Among consumers who are overdrawn 10 or more times a year -- usually low-income people who can least afford the extra fees -- the "opt in" rate is higher, at nearly 98 percent.
As a result, Moebs expects banks to charge a record $38.5 billion in overdraft fees in 2011, up from $36.5 billion in 2010.
Craig Siegenthaler of Credit Suisse said some banks have "opt-in" rates as high as 90 percent. Notable exceptions are Bank of America, which last year stopped allowing customers to overdraw accounts on debit card purchases, and Citigroup, which has never allowed overdrafts on ATM withdrawals and debit-card purchases.
And just in case we've forgotten what overdraft protection really is -- a short-term loan at a rate of interest ranging from high to absurdly high -- here's Kapner:
"A 2008 Federal Deposit Insurance Corporation study found that a $27 fee for a two-week overdraft of $20 would be equivalent to an annualized interest rate of 3,520 percent."
I have to admit I'm surprised so many consumers are opting in. Part of it is probably attributable to convenience; people want to be able to make the purchase at the point of sale, even if they've accidentally spent all the cash in their checking account. Probably another contributing factor is lack of awareness of that incredibly high interest rate, coupled with aggressive marketing from banks.
But for some of those 98 percent of low-income bank customers opting in, I think the driver is a lack of sound options for small, short-term loans, especially for people with troubled credit histories. We're in a time of incredible economic stress for a lot of families, and a lot of people are living paycheck to paycheck and aren't always going to be able to make it until they get paid again, no matter how much they've scrimped and saved.
Banks, for the most part, don't offer small loans, and I'd bet a lot of people are hesitant to go to a title loan place or a pawnshop to solve short-term liquidity problems because they're afraid of being victimized by high interest rates and predatory loan terms, and/or losing their stuff. Credit cards would be a much better option, but they are only open to those with good enough credit to qualify for one, a group that's smaller now thanks in part to tighter lending standards adopted by banks.
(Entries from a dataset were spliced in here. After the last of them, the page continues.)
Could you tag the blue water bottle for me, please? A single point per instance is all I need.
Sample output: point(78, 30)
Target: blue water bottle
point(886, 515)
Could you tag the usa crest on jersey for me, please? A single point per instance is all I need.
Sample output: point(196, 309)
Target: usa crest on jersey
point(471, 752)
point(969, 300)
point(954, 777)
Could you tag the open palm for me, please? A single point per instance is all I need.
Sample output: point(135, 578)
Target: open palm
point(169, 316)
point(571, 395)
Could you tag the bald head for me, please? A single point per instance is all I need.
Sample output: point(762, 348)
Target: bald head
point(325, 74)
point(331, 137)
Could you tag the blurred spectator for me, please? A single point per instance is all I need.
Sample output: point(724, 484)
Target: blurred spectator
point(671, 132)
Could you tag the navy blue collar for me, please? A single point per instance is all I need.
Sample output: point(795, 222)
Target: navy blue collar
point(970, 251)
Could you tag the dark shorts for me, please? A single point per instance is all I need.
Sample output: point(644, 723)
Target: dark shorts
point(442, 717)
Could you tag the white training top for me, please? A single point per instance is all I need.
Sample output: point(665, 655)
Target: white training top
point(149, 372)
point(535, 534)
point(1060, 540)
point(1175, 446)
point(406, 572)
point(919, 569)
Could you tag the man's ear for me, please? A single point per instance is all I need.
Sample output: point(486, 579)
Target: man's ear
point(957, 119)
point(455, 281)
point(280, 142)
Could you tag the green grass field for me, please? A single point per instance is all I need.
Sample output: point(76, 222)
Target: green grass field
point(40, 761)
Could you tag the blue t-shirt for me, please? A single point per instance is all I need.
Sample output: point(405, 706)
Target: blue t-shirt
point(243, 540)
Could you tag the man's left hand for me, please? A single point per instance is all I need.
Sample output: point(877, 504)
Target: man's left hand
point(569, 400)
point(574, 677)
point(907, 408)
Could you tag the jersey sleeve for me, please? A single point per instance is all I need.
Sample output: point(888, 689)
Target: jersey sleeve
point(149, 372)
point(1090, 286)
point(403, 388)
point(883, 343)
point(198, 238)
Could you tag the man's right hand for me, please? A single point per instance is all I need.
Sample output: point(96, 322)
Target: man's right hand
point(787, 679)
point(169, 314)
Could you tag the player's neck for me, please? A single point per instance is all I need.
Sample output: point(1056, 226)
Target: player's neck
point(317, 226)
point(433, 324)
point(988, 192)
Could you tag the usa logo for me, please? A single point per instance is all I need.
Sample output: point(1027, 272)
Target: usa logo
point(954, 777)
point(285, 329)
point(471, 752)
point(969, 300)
For a big chunk of the 14 percent of banking customers that pay 93 percent of overdraft fees, that leaves bank overdraft protection as the favored solution. It's convenient, it's offered by big banks that consumers probably trust more than title lenders and pawnshops, and it allows customers some financial flexibility at an interest rate that, while monstrously high, is largely hidden.
But I doubt the problem lies entirely with the marketplace. I think for some, using overdraft protection as a borrowing facility allows them to stay in denial about the true state of their finances. Taking out a short-term loan takes deliberate action; it takes facing up to the fact that you don't have the funds to get by for the week and taking action to remedy the problem.
In contrast, overdraft is a passive action; you simply use your debit card as you normally would and take out de facto loans to cover each purchase automatically.
What do you think? Am I off-base? Why do you think people love overdraft protection so much?